Name origin: BIOS stands for Basic Input/Output System, a term dating back to the CP/M operating system (1975). The IBM PC BIOS (1981) established the standard that lasted until UEFI. UEFI stands for Unified Extensible Firmware Interface — originally developed by Intel as EFI in the mid-1990s for the Itanium platform, then opened as a multi-vendor standard. The "Unified" was added in 2005 when the UEFI Forum took over governance from Intel.

Legacy BIOS

  • 16-bit real mode, 1MB addressable memory
  • MBR partitioning (max 2TB disks, 4 primary partitions)
  • No built-in networking or shell
  • Boot order configured in CMOS setup (DEL/F2 at POST)
  • No secure boot capability

UEFI (Unified Extensible Firmware Interface)

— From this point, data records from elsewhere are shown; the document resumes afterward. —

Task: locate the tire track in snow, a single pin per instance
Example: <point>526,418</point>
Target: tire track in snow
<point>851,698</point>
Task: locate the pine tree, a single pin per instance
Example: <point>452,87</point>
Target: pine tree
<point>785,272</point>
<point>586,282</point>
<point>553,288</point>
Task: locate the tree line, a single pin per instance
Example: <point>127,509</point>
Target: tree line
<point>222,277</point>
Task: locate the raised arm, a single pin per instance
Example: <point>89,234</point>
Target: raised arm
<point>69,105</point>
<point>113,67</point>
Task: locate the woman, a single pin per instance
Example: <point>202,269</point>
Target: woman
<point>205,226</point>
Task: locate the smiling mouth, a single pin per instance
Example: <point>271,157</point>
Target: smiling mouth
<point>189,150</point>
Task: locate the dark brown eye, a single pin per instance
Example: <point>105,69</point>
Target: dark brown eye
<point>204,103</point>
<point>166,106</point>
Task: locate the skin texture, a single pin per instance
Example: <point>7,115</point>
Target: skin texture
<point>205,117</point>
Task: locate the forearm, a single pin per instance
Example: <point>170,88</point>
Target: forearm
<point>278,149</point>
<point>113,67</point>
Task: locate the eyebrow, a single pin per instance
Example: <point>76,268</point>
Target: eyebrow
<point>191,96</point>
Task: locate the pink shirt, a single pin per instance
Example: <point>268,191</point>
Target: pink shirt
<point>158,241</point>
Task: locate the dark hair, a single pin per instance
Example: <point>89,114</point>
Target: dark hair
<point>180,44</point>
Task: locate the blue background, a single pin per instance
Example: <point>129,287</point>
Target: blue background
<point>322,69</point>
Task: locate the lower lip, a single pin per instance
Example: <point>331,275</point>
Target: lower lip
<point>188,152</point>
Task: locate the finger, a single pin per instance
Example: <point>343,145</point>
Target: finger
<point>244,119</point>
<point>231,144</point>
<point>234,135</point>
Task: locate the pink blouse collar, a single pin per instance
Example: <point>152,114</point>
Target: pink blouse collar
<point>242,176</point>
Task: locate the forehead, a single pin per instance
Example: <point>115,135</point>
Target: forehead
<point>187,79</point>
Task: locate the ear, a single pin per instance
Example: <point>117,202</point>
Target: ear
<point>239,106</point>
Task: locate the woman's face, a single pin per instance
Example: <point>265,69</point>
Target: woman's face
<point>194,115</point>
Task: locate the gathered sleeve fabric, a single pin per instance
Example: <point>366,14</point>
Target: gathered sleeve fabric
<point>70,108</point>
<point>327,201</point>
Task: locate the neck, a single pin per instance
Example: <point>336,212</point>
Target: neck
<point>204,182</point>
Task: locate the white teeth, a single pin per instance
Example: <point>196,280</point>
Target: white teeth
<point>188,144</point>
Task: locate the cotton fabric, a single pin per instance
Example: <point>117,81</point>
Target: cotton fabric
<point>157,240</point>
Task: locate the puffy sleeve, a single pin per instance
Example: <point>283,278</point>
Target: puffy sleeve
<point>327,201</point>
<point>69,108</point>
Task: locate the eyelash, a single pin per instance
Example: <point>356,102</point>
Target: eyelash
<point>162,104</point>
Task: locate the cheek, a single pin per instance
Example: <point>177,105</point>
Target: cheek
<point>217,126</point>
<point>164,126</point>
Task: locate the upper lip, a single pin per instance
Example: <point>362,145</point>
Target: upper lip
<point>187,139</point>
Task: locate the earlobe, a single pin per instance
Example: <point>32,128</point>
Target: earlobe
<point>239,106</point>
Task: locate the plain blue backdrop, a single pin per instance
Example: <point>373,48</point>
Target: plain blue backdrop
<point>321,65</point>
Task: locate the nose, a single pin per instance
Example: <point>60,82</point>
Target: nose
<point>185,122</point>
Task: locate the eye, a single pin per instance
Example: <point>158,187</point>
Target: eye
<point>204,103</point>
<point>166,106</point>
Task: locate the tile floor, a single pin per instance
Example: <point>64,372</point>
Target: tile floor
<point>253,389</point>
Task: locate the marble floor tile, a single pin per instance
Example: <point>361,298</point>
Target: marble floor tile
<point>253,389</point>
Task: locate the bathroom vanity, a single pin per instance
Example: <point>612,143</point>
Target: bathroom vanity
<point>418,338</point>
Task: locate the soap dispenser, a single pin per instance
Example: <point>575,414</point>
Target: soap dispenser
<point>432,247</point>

  • 32/64-bit, full memory access
  • GPT partitioning (no practical size limit, 128+ partitions)
  • ESP (EFI System Partition) stores bootloaders
  • Built-in shell, networking, driver model
  • Secure Boot: verifies bootloader signatures
  • NVRAM stores boot variables (accessible from OS)
# Check if system booted in UEFI or BIOS mode
[ -d /sys/firmware/efi ] && echo "UEFI" || echo "BIOS"

# List UEFI boot entries
efibootmgr -v

# Change boot order
efibootmgr -o 0001,0002,0003

# Add a boot entry
efibootmgr -c -d /dev/sda -p 1 -L "Linux" -l '\EFI\ubuntu\grubx64.efi'

POST (Power-On Self-Test)

Under the hood: POST is firmware code burned into the system ROM that runs before any software you installed. On modern servers, POST takes 30-90 seconds — most of that time is memory training (calibrating DIMM timing parameters). A server with 2TB of RAM can spend over 2 minutes in memory training alone. This is why "fast boot" options in BIOS exist — they skip or abbreviate POST tests, trading thoroughness for speed.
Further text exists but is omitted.